From Library Journal  
Shaw, curator of the Shelburne Museum from 1981 to 1994, is a recognized authority on American folk art. This volume, his first devoted entirely to the quilting tradition, stands out amid a plethora of books on the history of the quilt, not only for the richness of its carefully chosen illustrations but also for the wealth of information it conveys. A good companion volume to Patsy and Myron Orlofsky's Quilts in America (LJ 3/1/75; Abbeville, 1992. rev. ed.), which emphasized the early years of American quiltmaking, Shaw's book covers some of the same ground. But Shaw also examines contemporary quiltmaking since 1970; Amish, African American, Hawaiian, and Native American quiltmaking traditions; the modern art quilt; and innovative work done by Japanese quiltmakers who are adding quilting to their own rich textile tradition. Cameo portraits of premier quiltmakers add personal interest to the narrative. Among scores of full-color illustrations are many quilts from private collections published here for the first time. Highly recommended.

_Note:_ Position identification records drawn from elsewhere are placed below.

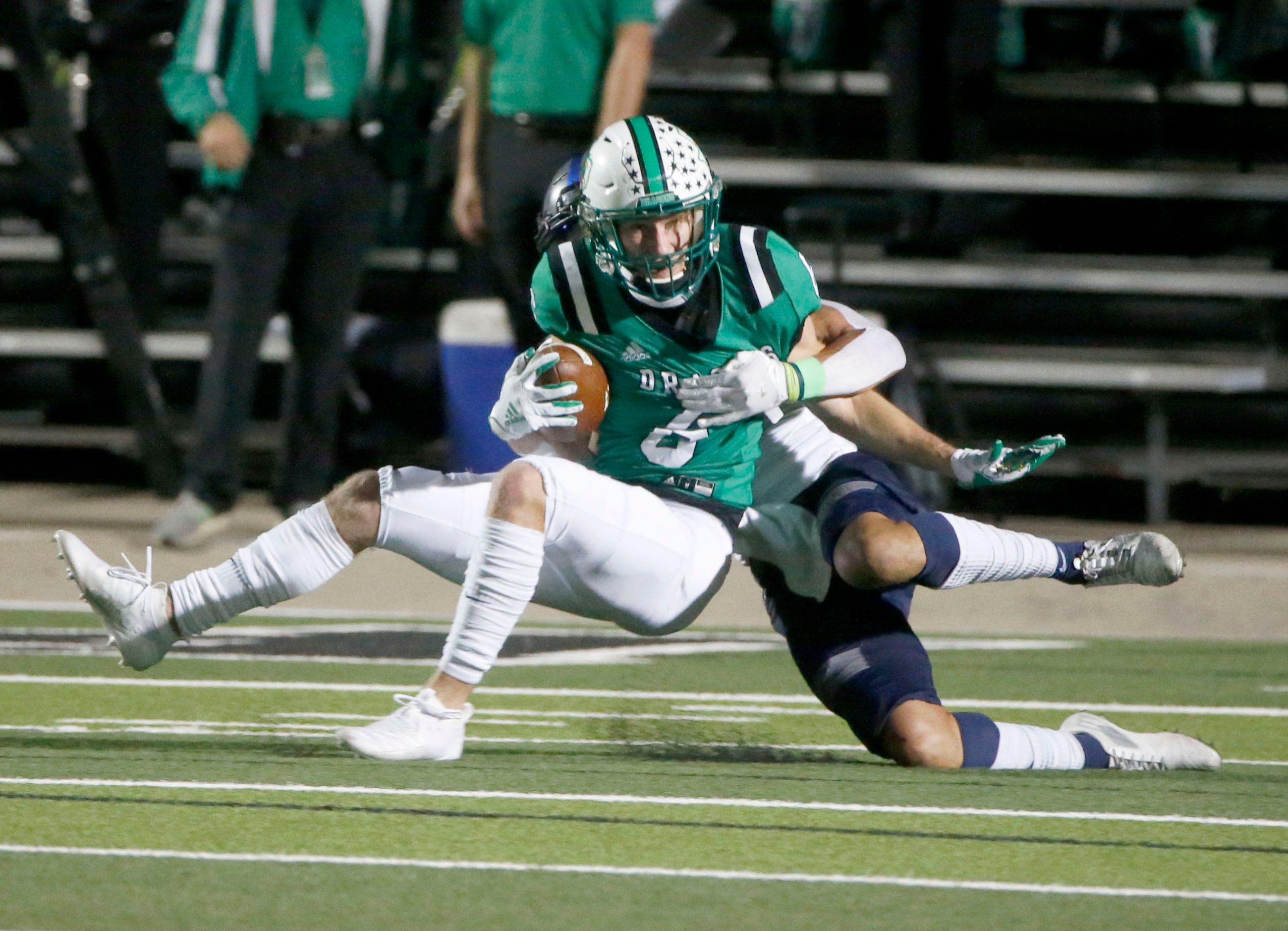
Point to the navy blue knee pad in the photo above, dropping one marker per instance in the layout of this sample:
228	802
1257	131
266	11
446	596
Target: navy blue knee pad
863	682
979	740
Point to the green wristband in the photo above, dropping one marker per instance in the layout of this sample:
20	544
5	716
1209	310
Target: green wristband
794	382
813	378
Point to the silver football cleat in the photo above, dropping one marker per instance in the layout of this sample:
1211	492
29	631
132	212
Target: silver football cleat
420	729
130	606
1132	559
1130	750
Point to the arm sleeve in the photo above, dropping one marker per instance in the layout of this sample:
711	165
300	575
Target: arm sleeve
192	89
474	21
798	283
865	362
547	307
633	12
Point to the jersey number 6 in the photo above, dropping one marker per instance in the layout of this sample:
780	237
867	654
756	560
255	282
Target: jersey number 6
674	445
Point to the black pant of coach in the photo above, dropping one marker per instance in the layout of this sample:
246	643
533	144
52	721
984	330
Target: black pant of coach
522	155
297	231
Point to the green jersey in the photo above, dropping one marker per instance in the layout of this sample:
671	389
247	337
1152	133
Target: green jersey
756	296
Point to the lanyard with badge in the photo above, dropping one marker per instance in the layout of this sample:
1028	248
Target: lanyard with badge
317	68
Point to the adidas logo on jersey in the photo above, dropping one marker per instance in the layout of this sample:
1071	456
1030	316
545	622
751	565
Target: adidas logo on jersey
634	353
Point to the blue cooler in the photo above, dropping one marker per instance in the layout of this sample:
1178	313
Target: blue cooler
478	348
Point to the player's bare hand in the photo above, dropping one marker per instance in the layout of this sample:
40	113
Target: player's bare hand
525	406
468	208
1003	464
224	142
749	385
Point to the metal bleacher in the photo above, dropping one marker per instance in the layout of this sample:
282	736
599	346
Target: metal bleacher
923	291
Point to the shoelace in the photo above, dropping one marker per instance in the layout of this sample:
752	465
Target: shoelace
1104	557
1134	761
412	703
130	574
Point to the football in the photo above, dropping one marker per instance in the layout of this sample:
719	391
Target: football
576	365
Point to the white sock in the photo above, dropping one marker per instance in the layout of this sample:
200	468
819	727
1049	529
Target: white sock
1022	746
290	561
990	554
499	583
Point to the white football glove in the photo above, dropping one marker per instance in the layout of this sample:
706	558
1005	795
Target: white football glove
1000	466
750	384
525	407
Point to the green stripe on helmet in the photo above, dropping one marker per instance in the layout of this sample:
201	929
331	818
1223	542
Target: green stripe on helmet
651	160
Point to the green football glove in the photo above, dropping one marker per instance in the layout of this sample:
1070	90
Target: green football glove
1001	466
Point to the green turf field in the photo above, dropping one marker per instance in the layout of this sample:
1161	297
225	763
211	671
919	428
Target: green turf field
722	798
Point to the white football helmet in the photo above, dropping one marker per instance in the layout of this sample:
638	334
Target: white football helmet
641	169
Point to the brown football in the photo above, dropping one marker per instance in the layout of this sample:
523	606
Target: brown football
576	365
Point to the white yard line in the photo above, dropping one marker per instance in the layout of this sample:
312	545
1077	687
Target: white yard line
526	712
762	698
652	800
653	872
321	732
597	656
195	729
328	728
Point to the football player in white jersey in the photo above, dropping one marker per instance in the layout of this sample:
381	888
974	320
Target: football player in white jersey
438	520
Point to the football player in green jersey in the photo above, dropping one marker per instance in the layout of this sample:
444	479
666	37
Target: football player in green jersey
622	553
659	291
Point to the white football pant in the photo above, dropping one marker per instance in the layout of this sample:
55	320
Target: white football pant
614	552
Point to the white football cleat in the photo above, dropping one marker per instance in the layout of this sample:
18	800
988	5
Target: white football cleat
422	729
127	600
1132	558
1129	750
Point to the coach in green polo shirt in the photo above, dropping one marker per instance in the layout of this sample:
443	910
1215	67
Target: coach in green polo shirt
272	91
549	74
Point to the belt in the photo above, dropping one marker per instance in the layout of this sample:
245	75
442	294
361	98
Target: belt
572	128
291	136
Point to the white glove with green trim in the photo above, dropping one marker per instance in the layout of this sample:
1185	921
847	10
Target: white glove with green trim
747	385
525	407
1001	466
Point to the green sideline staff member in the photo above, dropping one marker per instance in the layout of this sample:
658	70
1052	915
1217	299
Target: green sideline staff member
554	74
274	91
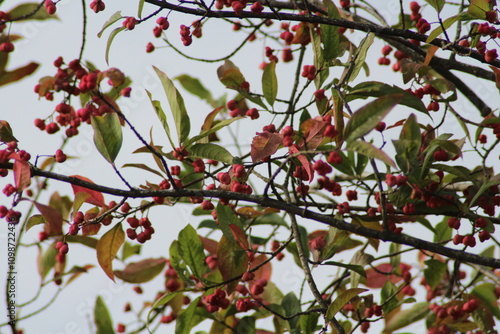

-Janice Zlendich, California State Univ. Lib., Fullerton

From April Austin - The Christian Science Monitor  
Nothing compares with a handmade quilt. The feel of it, the tiny stitches marching in orderly rows, the warm weight of it draped over the foot of a bed. Now a book captures all the imagination and skill of this textile art. [It] was written by Robert Shaw, former curator of the Shelburne Museum in Shelburne, Vt., noted for its American folk-art collection and scholarship. While the book's written portions reflect Shaw's authority on the subject, readers will be drawn to the photographs of these spectacular quilts. Truly a beautifully produced book.